Albert Combrink is a self-professed 20th century pianist, rejoicing in performance of Gershwin and Porter. His latest offering, as part of the Baxter’s Morning Melodies, is thus a slight detour. Having celebrated the 300th anniversary of the birth of Polish composer and pianist Frederic Chopin with Chopin 200 he now brings us Campanella – a performance incorporating pieces from Chopin’s contemporary, Franz List.
Campanella is a reference to bells – Combrink’s main theme – and an exceptionally complex piece written by Liszt entitled La Campanella. Magical piano pieces by both composers are woven together with the sounds of bells and charming bell-related tales in a presentation indicative of careful though, throughout research and warm passion.
Combrink is a gentle presence on stage and enraptures the audiences wit his talent as his hands fly across the keys. Employing a naturally playful humour and charm he engages the audience emotionally with historical anecdotes and by doing so further enriches the music.
He may have dubbed it an unusual piano recital, but classical music was written with narratives and emotions in mind – so perhaps a more fitting title would have been “Piano Recitals as they Should Be”. And there is an intrinsic personal tone to the show, evident from the very beginning in Combrink’s sincerity and warmth, and the simple personal touches such as the explanation of the origins of his shirt and even the loving tribute to his piano teacher.

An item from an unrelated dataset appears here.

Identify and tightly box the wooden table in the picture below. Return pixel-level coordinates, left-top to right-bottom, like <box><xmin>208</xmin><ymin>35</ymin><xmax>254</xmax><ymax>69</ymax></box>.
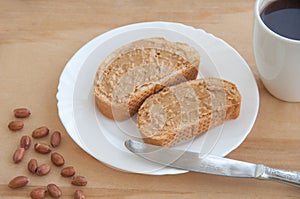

The intimacy of the recital would have been complemented by a smaller theatre, and it would have been nice to have some proper – if minor – lighting on stage rather than have the lights on throughout the theatre auditorium. The performance. called for a bigger space though, because of the excellent turnout. It is heartening to see such great support for classical music although – no doubt greatly due to the 10:30am weekday time slot – it was almost entirely made up of aging white folk.
There were however a few schoolchildren in the audience, most of whom were clearly enjoying themselves. It would be uplifting to see more schoolchildren attending such events. This is a great way to bring classical music to a difference, younger demographic, and with Combrink interweaving the music with historic sketches, the learning experience is two-fold.
Whether old or young, there is something new for everyone to learn. Campanella winds through history, exploring stories and sounds, while evoking emotion and memory. Combrink, plays a host of great pieces from Chopin and Liszt, setting your ears ringing and your mind ticking back to reminiscences past as he brings alive bells in every shape and form.